Confessions of Fatherhood

He tells me secrets.

He stands in front of the whiteboard, or sits on top of the desk with his legs swinging, or jumps up and starts pointing out the window. Poking the air and stuttering and laughing.

He brings his coffee in a sunset water bottle. And pours it into a clear glass mug every time it runs low.

He puts open books face down so that their spines crack, and types up advice on his laptop at two in the morning to read aloud some afternoons.

He wears basketball shoes and red sweatpants, a cowboy blazer. Comes in with stories of Dollar Tree women and his grandpa down south. 

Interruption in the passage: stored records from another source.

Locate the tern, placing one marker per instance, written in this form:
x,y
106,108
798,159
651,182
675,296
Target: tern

He has two rings, one on each hand. One wedding, one mystery. It’s black and on his middle finger. 

He lets the nails on his right hand grow long. Maybe for guitar picking or forgetfulness.

He told me I could sleep on his front lawn if I was ever drunk enough. 

He told me if I had no one to come back to I could eat vegetarian food in his dining room.

He’s not mine. He never sent me pictures of whales in Washington. He never drove me down the street to get tortas. He never brushed my hair at the beach. He never built me a blue swing. He never died. He never moved away.

I told him my snow secrets one night. He said they were beautiful. Like whispering voices, like having a conversation. 

So he told me his air secrets. Floating and twirling, there for the taking. I said they were beautiful. I said I would try to use them, catch them in my palms and turn them into things I could see. Things I could feel. 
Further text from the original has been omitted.